FundingChances.com is a "crowdfunding" site, launched two weeks ago. The founders — Compton, her husband, James Compton, her brother, Jordan Long, and his friend Nick Gilboy — seek victims of tragedy and help them post their stories and a photo online.
People moved by their need can donate, paying through PayPal online.
The four founders do not skim anything off the top. They want to help people, just as others supported the Comptons a year ago, when the fire took everything from them.
The flames started in the garage, tearing through Christmas presents and garbage waiting to go to the curb. What the fire did not incinerate, smoke and soot ruined.
Brittany and James Compton had jobs, but without renter's insurance, how could they replace everything at once?

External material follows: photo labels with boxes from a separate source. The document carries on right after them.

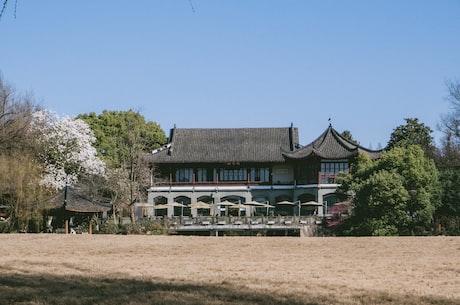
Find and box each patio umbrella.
[165,201,186,208]
[228,203,247,217]
[216,200,235,215]
[165,201,186,216]
[276,200,295,205]
[153,204,168,210]
[216,200,235,206]
[300,201,322,207]
[189,201,211,209]
[244,201,266,207]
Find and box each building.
[143,125,380,216]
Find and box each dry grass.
[0,234,460,305]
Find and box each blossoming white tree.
[33,110,105,190]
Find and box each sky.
[0,0,460,149]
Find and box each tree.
[78,110,166,221]
[0,75,45,231]
[0,75,39,153]
[339,145,441,235]
[32,111,105,190]
[387,118,435,158]
[439,80,460,148]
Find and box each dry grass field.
[0,234,460,305]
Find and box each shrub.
[98,221,120,234]
[144,221,168,235]
[121,223,144,235]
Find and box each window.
[249,167,270,182]
[196,168,209,182]
[219,168,248,181]
[175,168,193,182]
[321,160,348,175]
[320,160,348,183]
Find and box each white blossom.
[32,111,105,189]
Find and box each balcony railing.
[154,172,337,187]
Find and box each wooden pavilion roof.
[152,126,298,164]
[283,125,382,160]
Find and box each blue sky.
[0,0,460,148]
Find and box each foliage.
[387,118,434,157]
[79,110,166,222]
[339,145,441,236]
[121,223,144,235]
[439,80,460,147]
[78,110,166,168]
[32,111,105,190]
[436,167,460,216]
[0,75,38,155]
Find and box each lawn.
[0,234,460,305]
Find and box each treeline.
[325,81,460,236]
[0,73,460,235]
[0,77,166,232]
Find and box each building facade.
[146,125,380,217]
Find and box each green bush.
[144,221,168,235]
[121,223,145,235]
[98,221,120,234]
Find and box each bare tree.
[439,80,460,146]
[0,75,38,153]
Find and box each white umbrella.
[190,201,211,209]
[300,201,322,207]
[276,200,295,205]
[244,201,266,207]
[165,201,186,208]
[216,200,235,206]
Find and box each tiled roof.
[284,125,381,159]
[50,187,112,213]
[152,127,298,164]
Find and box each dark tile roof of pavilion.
[284,125,382,160]
[152,126,298,164]
[50,187,112,213]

Too proud to ask for help, Brittany eventually broke down, shoeless and braless, in a convenience store. She needed so much.

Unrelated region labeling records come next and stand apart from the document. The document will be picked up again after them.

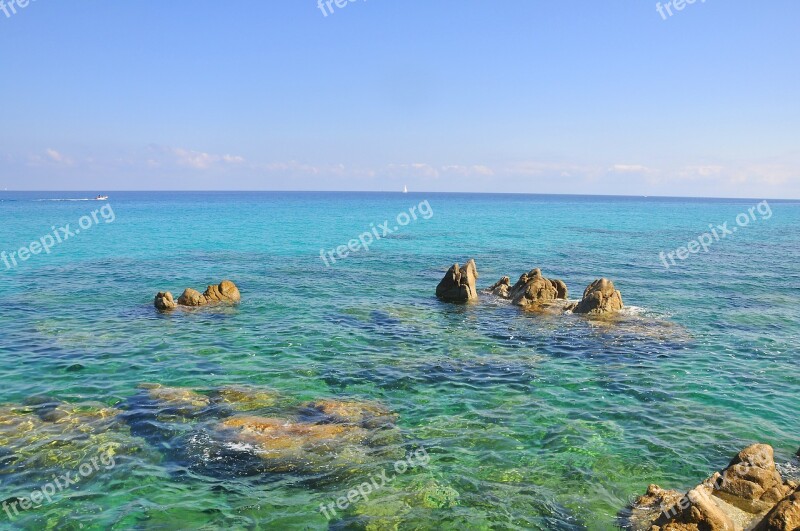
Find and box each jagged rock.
[488,277,511,299]
[219,417,370,474]
[570,278,625,315]
[436,260,478,302]
[711,444,789,513]
[629,444,800,531]
[626,485,683,530]
[155,280,242,311]
[203,280,242,303]
[550,279,569,300]
[154,291,177,312]
[178,288,208,306]
[214,385,280,411]
[755,490,800,531]
[139,384,211,414]
[651,485,738,531]
[508,268,567,307]
[306,400,397,429]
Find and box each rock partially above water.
[755,489,800,531]
[488,268,568,308]
[489,277,511,299]
[178,288,208,306]
[436,259,478,302]
[628,444,800,531]
[570,278,625,315]
[203,280,242,303]
[154,280,242,312]
[306,400,397,429]
[508,268,567,308]
[711,444,790,513]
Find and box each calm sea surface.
[0,192,800,530]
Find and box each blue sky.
[0,0,800,198]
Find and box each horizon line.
[0,189,800,201]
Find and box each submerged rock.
[214,385,280,411]
[624,485,683,530]
[0,401,133,474]
[488,277,511,299]
[178,288,208,306]
[569,278,625,315]
[755,489,800,531]
[154,291,177,312]
[653,485,741,531]
[305,400,397,429]
[436,259,478,302]
[203,280,242,303]
[139,384,211,414]
[217,417,369,474]
[125,384,402,481]
[154,280,242,311]
[711,444,789,513]
[630,444,800,531]
[508,268,567,308]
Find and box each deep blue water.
[0,192,800,529]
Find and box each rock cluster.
[444,260,624,315]
[125,384,405,481]
[568,278,625,315]
[629,444,800,531]
[436,260,478,302]
[153,280,242,312]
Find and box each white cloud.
[170,148,245,170]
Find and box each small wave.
[619,306,647,316]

So Brittany's brother set up a page for them on GoFundMe.com, a large crowdfunding site.
The Comptons raised $5,000 in a couple of hours. It grew to $21,228. They saw about $16,000 of it, they say, after fees were taken by the hosting site.
Meanwhile, people mailed items and gift cards. Their 5-year-old son was tired out that Christmas, faced with about 300 presents to unwrap. What the family didn't need, they donated.
Brittany wanted to give back. Soon, she started regularly checking the local news and contacting reporters to get in touch with victims of tragedy.
She'd support those families and give them advice.
"But when it comes down to it, what they needed was money," said Brittany, 27.
FundingChances provides that, she says.
There are many crowdfunding sites, but the Comptons and Long, 25, think their site, set up by the computer-savvy Gilboy, will attract people because they do not charge a percentage.
"We're doing it for free because we want to," Brittany Compton said.
They chose the name "Funding Chances" because it's all about second chances. Tragedy does not have to be the end, they say.
Currently they are raising money for a 4-year-old boy in Connecticut who was badly hurt when a tree limb fell on him in November. Funding Chances had raised about $2,000 for the boy, Robby Klimaytis, according to the website.
Soon they'll start collecting for a Land O'Lakes boater injured in an accident.
Brittany Compton hopes to add more causes, even becoming a go-to site for emergency responders to send local victims.
"I would love to be able to partner up with firefighters, police officers, social workers, hospitals," she said. "Anyone who knows a family who's experiencing tragedy."